What's another myth the survey upended?
Another one is that every problem can be solved by simply adding more people to your company. Because we're dealing with service firms, they are people-intensive, and 70% of their expenses are people-related.
But what we found is that it is important to add staff when your company is growing, but you have to add the right people. A lot of our successful advisers hire support people and then automate some of their functions with technology, rather than bringing in a lot of high-end professionals.
It's important to know when to delegate, and to be able to recognize the right time to do that. A financial adviser who opens his own firm initially is a technical worker whose expertise is in managing people's money.
Then they become a business owner and they need to also manage a business.
The ones who are successful and grow either stay in the role of a technician and hire a CEO to run the company, or they develop a new passion for leading the business and they become the CEO and delegate the technical aspects to new hires. The ones who try to hang on to both of those roles get into trouble: They can't do it. Nobody can wear that many hats.

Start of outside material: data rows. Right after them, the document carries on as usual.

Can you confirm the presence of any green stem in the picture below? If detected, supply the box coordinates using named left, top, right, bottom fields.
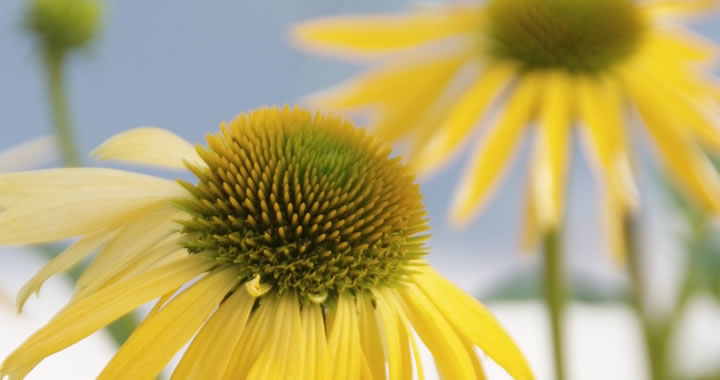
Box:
left=543, top=230, right=567, bottom=380
left=625, top=217, right=671, bottom=380
left=45, top=49, right=81, bottom=166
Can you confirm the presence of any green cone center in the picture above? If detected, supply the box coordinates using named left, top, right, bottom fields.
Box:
left=177, top=108, right=427, bottom=302
left=484, top=0, right=646, bottom=72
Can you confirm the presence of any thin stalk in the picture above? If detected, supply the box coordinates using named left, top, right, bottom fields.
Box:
left=45, top=51, right=81, bottom=166
left=624, top=216, right=671, bottom=380
left=543, top=230, right=567, bottom=380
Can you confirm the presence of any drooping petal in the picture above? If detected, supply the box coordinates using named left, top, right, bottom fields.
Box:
left=91, top=127, right=202, bottom=169
left=577, top=77, right=638, bottom=209
left=452, top=74, right=541, bottom=223
left=530, top=72, right=574, bottom=230
left=247, top=294, right=305, bottom=380
left=17, top=231, right=113, bottom=313
left=0, top=168, right=186, bottom=244
left=398, top=285, right=475, bottom=379
left=328, top=296, right=365, bottom=380
left=410, top=63, right=517, bottom=175
left=0, top=256, right=214, bottom=378
left=413, top=266, right=534, bottom=380
left=98, top=267, right=237, bottom=380
left=170, top=290, right=255, bottom=380
left=292, top=6, right=482, bottom=58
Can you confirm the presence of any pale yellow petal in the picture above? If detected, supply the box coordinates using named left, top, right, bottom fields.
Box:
left=247, top=294, right=305, bottom=380
left=398, top=285, right=475, bottom=379
left=452, top=74, right=541, bottom=223
left=17, top=231, right=114, bottom=313
left=530, top=71, right=575, bottom=231
left=357, top=297, right=389, bottom=380
left=577, top=77, right=639, bottom=209
left=292, top=6, right=482, bottom=58
left=91, top=127, right=202, bottom=169
left=300, top=304, right=330, bottom=380
left=626, top=78, right=720, bottom=212
left=328, top=296, right=365, bottom=380
left=0, top=169, right=186, bottom=244
left=170, top=290, right=255, bottom=380
left=410, top=63, right=517, bottom=175
left=0, top=256, right=214, bottom=378
left=645, top=0, right=718, bottom=17
left=98, top=267, right=238, bottom=380
left=416, top=266, right=534, bottom=380
left=0, top=136, right=58, bottom=173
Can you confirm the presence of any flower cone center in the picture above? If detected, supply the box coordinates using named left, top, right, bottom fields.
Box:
left=177, top=109, right=427, bottom=300
left=485, top=0, right=646, bottom=72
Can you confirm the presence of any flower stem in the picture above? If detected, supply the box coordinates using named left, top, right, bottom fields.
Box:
left=543, top=230, right=567, bottom=380
left=624, top=216, right=672, bottom=380
left=45, top=49, right=81, bottom=166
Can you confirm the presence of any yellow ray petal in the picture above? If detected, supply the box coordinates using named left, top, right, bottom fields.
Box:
left=452, top=74, right=540, bottom=223
left=577, top=77, right=638, bottom=209
left=291, top=6, right=482, bottom=58
left=357, top=297, right=389, bottom=380
left=248, top=294, right=305, bottom=380
left=375, top=290, right=412, bottom=380
left=223, top=292, right=276, bottom=380
left=0, top=169, right=186, bottom=244
left=626, top=78, right=720, bottom=212
left=0, top=255, right=214, bottom=378
left=645, top=0, right=718, bottom=17
left=98, top=267, right=237, bottom=380
left=300, top=304, right=330, bottom=380
left=410, top=63, right=517, bottom=175
left=328, top=296, right=365, bottom=380
left=91, top=127, right=202, bottom=169
left=414, top=266, right=534, bottom=380
left=170, top=289, right=255, bottom=380
left=17, top=231, right=113, bottom=313
left=398, top=285, right=475, bottom=379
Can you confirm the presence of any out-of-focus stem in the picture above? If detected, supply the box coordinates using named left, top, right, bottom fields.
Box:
left=543, top=229, right=567, bottom=380
left=45, top=49, right=81, bottom=166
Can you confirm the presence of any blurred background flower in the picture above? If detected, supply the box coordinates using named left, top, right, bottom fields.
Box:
left=0, top=0, right=720, bottom=380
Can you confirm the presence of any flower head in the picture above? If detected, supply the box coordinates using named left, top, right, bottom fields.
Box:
left=294, top=0, right=720, bottom=258
left=0, top=108, right=532, bottom=379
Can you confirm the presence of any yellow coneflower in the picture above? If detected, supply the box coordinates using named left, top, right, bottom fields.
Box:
left=0, top=108, right=533, bottom=380
left=294, top=0, right=720, bottom=258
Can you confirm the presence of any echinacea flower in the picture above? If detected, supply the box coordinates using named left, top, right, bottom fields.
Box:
left=0, top=108, right=533, bottom=380
left=294, top=0, right=720, bottom=252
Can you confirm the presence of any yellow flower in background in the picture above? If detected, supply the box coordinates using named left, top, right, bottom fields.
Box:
left=293, top=0, right=720, bottom=253
left=0, top=108, right=533, bottom=380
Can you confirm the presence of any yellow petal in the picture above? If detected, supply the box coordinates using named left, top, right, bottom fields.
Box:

Don't most business owners think that they have to solve all the company's problems themselves?
Absolutely, and that's another one of the myths we spotted. Successful entrepreneurs have confidence in their team members to mature into the roles they've taken on. They groom them over several years so they can go from technical workers into handling client relationships into developing new business into being a future leader of the firm.

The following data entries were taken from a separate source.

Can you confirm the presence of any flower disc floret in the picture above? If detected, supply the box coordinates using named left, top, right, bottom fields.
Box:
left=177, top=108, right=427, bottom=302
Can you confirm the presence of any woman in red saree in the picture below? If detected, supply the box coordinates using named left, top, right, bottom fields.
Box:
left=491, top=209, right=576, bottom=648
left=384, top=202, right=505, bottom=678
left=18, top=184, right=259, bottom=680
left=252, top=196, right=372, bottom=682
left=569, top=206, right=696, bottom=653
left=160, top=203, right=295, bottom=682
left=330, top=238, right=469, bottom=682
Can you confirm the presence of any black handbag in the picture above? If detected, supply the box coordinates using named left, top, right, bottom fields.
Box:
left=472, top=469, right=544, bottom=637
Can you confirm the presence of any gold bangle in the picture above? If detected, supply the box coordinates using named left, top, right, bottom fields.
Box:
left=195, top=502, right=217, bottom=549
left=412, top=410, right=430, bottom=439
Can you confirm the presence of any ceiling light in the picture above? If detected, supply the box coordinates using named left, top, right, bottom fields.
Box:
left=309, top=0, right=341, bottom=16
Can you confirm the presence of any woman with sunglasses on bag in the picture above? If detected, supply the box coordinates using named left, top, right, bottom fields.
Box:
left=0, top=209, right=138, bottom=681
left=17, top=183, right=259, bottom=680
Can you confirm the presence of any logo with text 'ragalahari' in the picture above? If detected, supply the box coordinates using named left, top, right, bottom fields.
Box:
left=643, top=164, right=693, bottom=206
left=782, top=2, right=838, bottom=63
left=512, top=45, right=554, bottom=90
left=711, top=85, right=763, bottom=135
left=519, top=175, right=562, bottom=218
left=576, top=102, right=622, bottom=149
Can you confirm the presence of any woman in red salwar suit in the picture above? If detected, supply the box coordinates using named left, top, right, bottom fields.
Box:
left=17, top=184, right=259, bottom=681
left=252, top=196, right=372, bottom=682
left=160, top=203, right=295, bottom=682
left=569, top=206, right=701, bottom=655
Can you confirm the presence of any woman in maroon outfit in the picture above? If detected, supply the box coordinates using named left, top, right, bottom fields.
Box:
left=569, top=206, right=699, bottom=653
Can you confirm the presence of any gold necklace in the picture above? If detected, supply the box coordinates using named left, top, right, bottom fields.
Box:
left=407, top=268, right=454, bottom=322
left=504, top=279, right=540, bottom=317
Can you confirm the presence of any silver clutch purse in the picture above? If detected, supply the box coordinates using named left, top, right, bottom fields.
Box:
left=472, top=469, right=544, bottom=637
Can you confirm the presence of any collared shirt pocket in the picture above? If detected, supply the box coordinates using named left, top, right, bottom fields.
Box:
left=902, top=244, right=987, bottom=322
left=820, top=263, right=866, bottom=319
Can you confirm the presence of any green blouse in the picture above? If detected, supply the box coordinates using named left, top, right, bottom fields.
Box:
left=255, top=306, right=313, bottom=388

In financial services and other service firms, it's critical to set that path for your employees. If you don't, you'll lose good people who want to progress in their careers and will go elsewhere if they can't see that progressive path in front of them.
How about one more myth that the survey busted?

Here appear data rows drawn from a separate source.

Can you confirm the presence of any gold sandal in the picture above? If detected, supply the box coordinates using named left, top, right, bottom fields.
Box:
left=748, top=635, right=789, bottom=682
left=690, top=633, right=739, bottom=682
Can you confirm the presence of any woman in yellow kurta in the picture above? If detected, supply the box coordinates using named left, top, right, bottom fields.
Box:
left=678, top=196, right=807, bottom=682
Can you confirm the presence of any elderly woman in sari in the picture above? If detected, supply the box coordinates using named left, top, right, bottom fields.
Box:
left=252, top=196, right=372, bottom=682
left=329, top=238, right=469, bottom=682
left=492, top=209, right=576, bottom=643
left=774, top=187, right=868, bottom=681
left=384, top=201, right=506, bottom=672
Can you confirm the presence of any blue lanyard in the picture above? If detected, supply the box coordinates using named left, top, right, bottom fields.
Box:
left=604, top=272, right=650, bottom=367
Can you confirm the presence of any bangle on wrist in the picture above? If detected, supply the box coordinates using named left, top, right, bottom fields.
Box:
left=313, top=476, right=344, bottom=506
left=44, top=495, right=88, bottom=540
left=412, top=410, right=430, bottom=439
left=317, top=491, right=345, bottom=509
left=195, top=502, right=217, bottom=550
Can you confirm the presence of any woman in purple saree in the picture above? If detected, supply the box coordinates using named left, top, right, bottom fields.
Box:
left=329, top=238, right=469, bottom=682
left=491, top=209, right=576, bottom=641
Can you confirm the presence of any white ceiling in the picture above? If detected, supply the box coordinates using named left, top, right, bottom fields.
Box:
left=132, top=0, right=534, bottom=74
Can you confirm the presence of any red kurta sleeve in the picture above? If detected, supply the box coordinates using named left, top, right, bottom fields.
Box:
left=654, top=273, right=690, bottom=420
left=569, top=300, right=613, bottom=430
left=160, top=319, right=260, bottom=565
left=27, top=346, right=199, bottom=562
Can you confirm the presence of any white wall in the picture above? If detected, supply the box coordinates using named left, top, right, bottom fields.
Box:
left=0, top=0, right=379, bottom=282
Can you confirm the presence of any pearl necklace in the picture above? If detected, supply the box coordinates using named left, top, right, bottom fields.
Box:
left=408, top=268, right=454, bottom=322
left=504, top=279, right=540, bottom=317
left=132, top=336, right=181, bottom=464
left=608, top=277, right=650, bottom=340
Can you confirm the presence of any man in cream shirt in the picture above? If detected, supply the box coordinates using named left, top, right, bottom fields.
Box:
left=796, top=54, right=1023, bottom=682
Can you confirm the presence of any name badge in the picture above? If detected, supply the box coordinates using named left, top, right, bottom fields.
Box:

O.K., every problem can be solved by client growth. The fallacy there is that problem firms that grow larger only have larger problems.
If they're dealing with inefficiencies and frustrations when they are small, they'll only be dealing with bigger frustrations and inefficiencies as they get bigger, unless they fix those problems first. And it's much easier to fix the problems when they're small than it is when they get bigger.
What are the keys to solving those problems?
Think about what you could be doing that would be more productive for the firm, or healthier for your family, or working for your community and firm at the same time. A key step is documentation: What do you do that is successful? How do you do it? These are behind-the-scenes processes that are completely invisible to the clients, things like how clients are greeted, whether they are offered a drink and personally led to a conference room.
It's like when you stay at a Four Seasons. The reason it's such a pleasant experience is that there's a script for everything that should happen from the moment you step out of a taxi at their door. If small companies don't document their best practices, they can't pass on what's successful to the entire culture.
And, of course, planning is crucial. So many entrepreneurs have goals and ambitions, but not a plan. When they finally do start to plan, it's only at the top line level of revenues and assets.
What they need to think about is things like capacity. In a people-intensive business, if you want to double in size over the next three to four years, you have to plan for the people that will serve that revenue.
Otherwise your client services will degrade, and that's the whole core of the business. With a service firm, it's better to turn business away and slow down growth to maintain balance and customer service than it is to grow too fast and blow it.
Karen E. Klein is a Los Angeles-based writer who covers entrepreneurship and small-business issues.